When I came to Jesus regarding my terrible thoughts, I was aware of having joined with Him in a suffering journey.

This is exactly what I was afraid of that Ash Wednesday evening. I didn’t want suffering. Just the resurrection, please.

However, now that I’m here, I might as well walk it the rest of the way.

I will trust myself to the One who judges justly – the One who defeated His enemy and mine – the One who was saved not from death but through death. Trusting that being “united with him in a death like his, we shall certainly be united with him in a resurrection like his” (Romans 6:5).

To be honest, I’m hoping that a Lenten journey this intense will yield to an Easter celebration that is just as dramatic. But even if it doesn’t, I know my Beloved has me in the palm of His hand and is working all things for my good.

At the very least, my eyes are on the cross, and I eagerly await the resurrection only Jesus can bring. He did it after Calvary. He can do it again.

Why do I share this with you?

Honestly, I didn’t really want to. It’s kind of private.

Yet I offer it because I thought that a few of you might have felt a little crazy in the last month, as well. Or maybe life has been much harder than you would have expected, and you don’t know what to make of that. Maybe you, too, have been sharing with Jesus in His sufferings and walking your own unique journey to the cross.

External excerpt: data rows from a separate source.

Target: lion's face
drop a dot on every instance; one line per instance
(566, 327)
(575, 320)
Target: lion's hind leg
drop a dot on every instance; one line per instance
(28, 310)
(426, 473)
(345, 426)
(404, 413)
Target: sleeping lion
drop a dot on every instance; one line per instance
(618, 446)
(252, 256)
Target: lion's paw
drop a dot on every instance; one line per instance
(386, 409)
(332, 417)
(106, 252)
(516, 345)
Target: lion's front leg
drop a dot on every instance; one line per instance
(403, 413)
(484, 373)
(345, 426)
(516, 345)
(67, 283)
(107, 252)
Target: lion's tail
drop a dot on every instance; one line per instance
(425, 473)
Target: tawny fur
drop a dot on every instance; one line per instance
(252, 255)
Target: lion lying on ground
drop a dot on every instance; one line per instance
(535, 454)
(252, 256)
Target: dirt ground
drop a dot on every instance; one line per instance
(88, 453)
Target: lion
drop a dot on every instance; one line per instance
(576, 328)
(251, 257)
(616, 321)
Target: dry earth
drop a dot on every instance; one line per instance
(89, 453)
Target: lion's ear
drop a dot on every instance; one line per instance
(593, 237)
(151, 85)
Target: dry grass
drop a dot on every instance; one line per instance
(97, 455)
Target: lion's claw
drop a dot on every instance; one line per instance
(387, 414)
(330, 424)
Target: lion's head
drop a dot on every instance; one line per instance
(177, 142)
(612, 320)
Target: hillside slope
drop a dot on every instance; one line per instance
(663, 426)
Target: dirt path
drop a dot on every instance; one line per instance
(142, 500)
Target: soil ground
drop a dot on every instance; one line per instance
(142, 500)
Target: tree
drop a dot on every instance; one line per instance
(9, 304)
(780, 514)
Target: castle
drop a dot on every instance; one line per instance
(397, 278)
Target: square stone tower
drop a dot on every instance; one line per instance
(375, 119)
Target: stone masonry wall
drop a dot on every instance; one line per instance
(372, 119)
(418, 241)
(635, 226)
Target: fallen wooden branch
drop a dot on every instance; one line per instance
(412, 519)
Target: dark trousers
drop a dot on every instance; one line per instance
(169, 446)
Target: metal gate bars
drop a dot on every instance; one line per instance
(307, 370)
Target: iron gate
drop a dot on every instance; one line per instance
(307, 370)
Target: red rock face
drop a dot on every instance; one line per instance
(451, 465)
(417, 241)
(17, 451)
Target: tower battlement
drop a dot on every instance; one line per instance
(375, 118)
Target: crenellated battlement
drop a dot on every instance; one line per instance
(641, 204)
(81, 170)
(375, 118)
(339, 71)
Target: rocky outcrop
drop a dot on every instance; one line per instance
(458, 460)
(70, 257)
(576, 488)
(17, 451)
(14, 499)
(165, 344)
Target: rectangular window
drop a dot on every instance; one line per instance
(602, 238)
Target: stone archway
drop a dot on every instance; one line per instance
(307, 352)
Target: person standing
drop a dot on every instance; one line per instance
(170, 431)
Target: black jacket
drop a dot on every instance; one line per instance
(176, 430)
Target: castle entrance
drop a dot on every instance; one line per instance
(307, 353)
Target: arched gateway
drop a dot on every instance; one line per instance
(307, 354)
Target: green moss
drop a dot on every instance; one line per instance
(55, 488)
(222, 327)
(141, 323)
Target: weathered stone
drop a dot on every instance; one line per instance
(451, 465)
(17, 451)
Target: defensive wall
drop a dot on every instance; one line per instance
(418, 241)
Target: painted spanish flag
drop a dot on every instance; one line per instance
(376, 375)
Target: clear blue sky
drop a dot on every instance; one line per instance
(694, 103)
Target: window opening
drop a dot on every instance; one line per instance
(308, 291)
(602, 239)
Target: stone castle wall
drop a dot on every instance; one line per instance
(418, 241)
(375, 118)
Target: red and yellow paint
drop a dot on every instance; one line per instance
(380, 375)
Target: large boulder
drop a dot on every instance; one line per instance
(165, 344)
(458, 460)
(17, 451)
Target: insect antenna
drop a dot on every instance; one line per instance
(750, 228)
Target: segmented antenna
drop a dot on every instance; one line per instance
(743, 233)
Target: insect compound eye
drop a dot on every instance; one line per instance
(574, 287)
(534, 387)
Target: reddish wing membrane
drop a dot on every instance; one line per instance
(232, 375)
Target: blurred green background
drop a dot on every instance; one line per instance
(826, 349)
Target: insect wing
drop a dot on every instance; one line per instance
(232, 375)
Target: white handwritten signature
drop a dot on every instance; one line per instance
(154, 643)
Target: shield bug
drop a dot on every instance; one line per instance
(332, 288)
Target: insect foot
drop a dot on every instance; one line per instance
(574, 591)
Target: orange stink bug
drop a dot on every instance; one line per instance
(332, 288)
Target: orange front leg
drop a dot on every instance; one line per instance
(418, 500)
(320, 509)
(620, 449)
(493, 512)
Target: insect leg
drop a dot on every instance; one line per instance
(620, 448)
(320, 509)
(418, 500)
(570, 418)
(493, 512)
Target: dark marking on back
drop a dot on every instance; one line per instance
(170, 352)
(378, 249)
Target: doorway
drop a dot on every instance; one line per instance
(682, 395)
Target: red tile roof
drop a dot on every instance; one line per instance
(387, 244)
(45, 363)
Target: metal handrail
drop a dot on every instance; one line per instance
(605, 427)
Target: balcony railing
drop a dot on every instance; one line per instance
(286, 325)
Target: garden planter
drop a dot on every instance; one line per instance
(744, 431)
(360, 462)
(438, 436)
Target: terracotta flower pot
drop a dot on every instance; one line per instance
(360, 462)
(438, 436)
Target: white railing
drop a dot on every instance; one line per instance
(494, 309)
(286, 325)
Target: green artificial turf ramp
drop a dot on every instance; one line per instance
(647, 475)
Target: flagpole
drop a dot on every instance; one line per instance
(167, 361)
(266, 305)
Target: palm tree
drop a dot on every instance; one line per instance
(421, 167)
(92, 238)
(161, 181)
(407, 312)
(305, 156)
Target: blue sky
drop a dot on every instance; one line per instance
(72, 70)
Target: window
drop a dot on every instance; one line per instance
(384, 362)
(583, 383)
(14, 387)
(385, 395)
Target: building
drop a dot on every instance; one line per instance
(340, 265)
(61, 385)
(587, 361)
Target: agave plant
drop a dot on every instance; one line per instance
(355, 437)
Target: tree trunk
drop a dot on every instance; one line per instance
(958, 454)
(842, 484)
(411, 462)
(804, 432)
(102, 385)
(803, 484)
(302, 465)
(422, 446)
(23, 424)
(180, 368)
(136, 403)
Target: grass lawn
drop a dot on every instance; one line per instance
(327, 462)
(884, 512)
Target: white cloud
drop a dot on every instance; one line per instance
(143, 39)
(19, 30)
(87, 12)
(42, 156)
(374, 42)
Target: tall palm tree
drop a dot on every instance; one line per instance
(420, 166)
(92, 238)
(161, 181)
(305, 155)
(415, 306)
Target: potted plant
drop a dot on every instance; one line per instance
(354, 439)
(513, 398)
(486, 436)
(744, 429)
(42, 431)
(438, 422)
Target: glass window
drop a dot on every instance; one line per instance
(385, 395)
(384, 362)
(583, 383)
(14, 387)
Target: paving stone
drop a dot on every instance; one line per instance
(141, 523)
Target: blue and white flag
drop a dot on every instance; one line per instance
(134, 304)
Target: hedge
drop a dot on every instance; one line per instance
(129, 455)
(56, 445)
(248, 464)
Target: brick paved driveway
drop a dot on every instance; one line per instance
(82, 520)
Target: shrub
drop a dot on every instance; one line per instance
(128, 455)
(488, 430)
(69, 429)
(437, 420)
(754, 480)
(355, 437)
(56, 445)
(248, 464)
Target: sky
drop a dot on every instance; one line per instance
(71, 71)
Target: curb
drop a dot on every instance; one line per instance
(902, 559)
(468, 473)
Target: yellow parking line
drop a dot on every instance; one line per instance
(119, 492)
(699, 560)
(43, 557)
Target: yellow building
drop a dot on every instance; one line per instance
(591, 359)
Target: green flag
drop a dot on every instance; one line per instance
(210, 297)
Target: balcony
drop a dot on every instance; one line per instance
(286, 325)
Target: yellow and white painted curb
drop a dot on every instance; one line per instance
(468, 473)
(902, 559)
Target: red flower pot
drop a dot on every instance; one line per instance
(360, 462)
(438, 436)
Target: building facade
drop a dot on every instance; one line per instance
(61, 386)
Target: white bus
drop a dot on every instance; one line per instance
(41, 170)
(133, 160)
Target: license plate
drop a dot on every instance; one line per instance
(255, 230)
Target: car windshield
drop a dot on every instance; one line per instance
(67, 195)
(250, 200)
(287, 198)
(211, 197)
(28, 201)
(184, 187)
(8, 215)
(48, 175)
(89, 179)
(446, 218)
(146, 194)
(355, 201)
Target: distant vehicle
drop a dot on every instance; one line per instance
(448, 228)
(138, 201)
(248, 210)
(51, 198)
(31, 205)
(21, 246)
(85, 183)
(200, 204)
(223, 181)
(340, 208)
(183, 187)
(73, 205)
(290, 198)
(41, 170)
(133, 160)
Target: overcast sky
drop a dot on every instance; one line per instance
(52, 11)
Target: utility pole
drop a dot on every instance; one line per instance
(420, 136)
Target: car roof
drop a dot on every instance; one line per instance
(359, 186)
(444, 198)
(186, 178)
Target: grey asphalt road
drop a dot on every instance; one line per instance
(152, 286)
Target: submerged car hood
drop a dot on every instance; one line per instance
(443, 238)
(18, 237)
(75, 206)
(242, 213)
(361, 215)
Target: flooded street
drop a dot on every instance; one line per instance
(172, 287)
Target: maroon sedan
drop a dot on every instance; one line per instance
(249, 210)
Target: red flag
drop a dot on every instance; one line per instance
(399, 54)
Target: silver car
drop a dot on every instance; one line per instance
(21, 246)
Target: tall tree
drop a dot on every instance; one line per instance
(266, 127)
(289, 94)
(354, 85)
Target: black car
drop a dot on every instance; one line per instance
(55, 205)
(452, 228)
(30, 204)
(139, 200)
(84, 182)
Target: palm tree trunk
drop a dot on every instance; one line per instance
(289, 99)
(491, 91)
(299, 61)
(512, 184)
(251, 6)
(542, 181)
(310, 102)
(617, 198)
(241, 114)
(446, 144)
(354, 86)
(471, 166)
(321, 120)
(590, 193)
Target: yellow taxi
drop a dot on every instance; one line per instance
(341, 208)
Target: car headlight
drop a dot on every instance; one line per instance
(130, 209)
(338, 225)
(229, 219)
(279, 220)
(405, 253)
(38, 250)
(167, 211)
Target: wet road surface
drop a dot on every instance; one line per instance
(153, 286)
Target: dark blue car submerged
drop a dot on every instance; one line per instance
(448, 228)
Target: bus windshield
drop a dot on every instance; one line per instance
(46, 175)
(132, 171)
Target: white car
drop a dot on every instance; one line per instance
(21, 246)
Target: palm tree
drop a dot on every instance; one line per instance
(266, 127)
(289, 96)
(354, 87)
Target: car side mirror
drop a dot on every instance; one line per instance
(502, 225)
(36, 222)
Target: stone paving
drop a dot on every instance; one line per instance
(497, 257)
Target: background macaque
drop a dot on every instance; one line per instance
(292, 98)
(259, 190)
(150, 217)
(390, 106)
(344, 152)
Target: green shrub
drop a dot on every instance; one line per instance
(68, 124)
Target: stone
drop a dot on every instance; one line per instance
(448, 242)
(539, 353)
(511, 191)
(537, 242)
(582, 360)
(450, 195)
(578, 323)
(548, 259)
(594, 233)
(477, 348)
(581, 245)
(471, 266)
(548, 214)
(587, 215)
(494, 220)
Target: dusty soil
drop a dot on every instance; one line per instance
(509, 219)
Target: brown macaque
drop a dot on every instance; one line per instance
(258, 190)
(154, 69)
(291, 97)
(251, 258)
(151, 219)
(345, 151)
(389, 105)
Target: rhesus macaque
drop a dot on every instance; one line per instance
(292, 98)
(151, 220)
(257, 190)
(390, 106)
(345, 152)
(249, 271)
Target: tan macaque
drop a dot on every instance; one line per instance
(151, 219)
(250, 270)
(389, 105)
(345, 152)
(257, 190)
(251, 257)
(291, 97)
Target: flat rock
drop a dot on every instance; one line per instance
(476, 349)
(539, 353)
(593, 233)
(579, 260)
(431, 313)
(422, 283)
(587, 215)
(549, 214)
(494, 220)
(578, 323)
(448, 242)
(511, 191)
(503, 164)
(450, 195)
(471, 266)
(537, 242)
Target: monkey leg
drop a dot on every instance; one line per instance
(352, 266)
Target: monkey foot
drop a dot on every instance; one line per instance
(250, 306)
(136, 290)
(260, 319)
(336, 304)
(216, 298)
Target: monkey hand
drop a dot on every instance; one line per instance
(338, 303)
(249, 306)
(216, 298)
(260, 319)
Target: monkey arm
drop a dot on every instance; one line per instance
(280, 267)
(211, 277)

Maybe you, like me, need encouragement to be watching Jesus and expecting to see some sort of resurrection.

“Jesus” means “Yahweh saves.” That is who He is. Because of that, we are invited to believe that the One who saved us by His death will save us, His beloved ones, in any circumstance–either from trouble, or through it.

Jesus, please give us the grace we need to endure as you did, that we might also experience your resurrection power. Amen.